At the Oswegonian, independent is the second most important part of our name (number one is “student”). That simple word means the school, administration or Student Association have no say in what we print. We, the staff of students, pick and choose our content. Sure, they can send us advertisements for different events but they cannot control what we put in the paper. We do. The editors. Students. It’s our job.
It sounds like a lot, and it is, but when it really comes down to it, it’s just seeking the truth and reporting it. It’s not too much to ask for. It’s what journalism majors have engraved into their brains when they learn the Society of Professional Journalists (SPJ) Code of Ethics.
In the past at the Oswegonian, we faced our fair share of backlash for not being “diverse enough.”
My first year on staff, a previous editor, who will remain nameless, was interviewed for the national blog and complained that the Oswegonian was a “boys club” and that women had no say in what was going on in the office and that their ideas were shut down.
I can’t tell you how false these accusations were.
Sure, at the time, there were more men involved but the ideas from the women on staff were always taken into consideration.
Now if this disgruntled editor was around for this year, she would have seen that the office is run by women. It’s about a 50-50 split actually with who’s in the office, but all of our chief officers are women.
We don’t discriminate aga
inst anyone. Especially our writers and their topics, more so in the opinion section. Whether it be someone writing about how democrats killed compassion or another person writing about how Hillary Clinton made leaps for feminism, we typically have content that spans all points of view. Even in news! From an on-campus altercations that made headlines to a giraffe going viral, there is no end to what is published in the Oswegonian. Just don’t generalize and we’re all set.
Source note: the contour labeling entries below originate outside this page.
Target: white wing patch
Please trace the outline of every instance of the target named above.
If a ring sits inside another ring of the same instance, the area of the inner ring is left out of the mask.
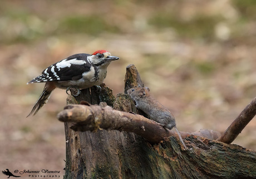
[[[83,78],[86,81],[93,81],[95,80],[95,77],[94,76],[95,73],[94,68],[91,66],[90,68],[90,71],[83,73]]]
[[[64,68],[66,67],[70,67],[71,65],[83,65],[86,64],[86,62],[85,60],[77,60],[77,58],[74,58],[69,60],[64,59],[56,63],[56,68],[58,71],[61,70],[61,68]]]

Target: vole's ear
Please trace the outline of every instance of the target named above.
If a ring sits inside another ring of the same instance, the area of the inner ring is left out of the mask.
[[[145,88],[145,89],[146,89],[147,91],[149,91],[149,91],[150,91],[150,89],[149,89],[149,88],[147,88],[147,86],[145,86],[145,87],[144,87],[144,88]]]

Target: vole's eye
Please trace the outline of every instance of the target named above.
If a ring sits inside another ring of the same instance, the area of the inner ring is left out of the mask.
[[[101,53],[97,53],[97,56],[99,57],[99,58],[101,58],[103,57],[103,54]]]

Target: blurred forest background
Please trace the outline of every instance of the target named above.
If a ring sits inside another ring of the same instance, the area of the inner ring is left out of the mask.
[[[72,54],[120,58],[105,83],[123,93],[134,64],[178,129],[223,132],[256,96],[256,1],[0,1],[0,169],[61,170],[66,105],[56,90],[26,118],[44,84],[27,85]],[[256,150],[254,119],[233,144]]]

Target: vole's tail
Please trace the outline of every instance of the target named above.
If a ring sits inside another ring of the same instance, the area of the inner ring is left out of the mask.
[[[183,139],[182,139],[181,136],[180,135],[180,132],[179,132],[179,131],[178,130],[177,127],[176,127],[176,126],[174,126],[174,129],[176,130],[176,131],[177,132],[177,134],[179,136],[179,137],[180,138],[180,141],[181,142],[182,144],[185,147],[185,150],[188,150],[188,147],[185,144],[184,141],[183,141]]]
We want our staff writers and photographers to feel comfortable enough to come into the office and hang out or help out in any way they can. No idea is a bad one. We’ve had contributing writers and photographers come in and pitch ideas that were published the following week. For example, one photographer came up with an idea to cover the damage done to the on campus Zip cars and it was on the front page the next week.
Like I said, no idea is a bad one.
Imagine spending almost 10 hours a day in a tiny office with a bunch of people. Welcome to Wednesday and Thursday at the Oswegonian.
Making a weekly paper can be difficult, but it is also a lot of fun. Spending all that time in a confined space, working together has given us all a sense of family.
It has been my second home for the past 2 ½ years.
In the early days of my job at the Gonian some of the editors slept on the newspapers we kept piled in the back. One editor even brought in his own camping cot to sleep on! Yeah, it used to take us that long to put out a paper.
Now, not so much, but the time it used to take to get the paper out now allows us to spend time as a unit and become closer as a workforce family, including potlucks at each other’s houses on weekends and “field days” where we get together and play a bunch of games.
First and foremost, we are a team of journalists seeking the truth and reporting it. But, when it comes down to it, we’re a family too.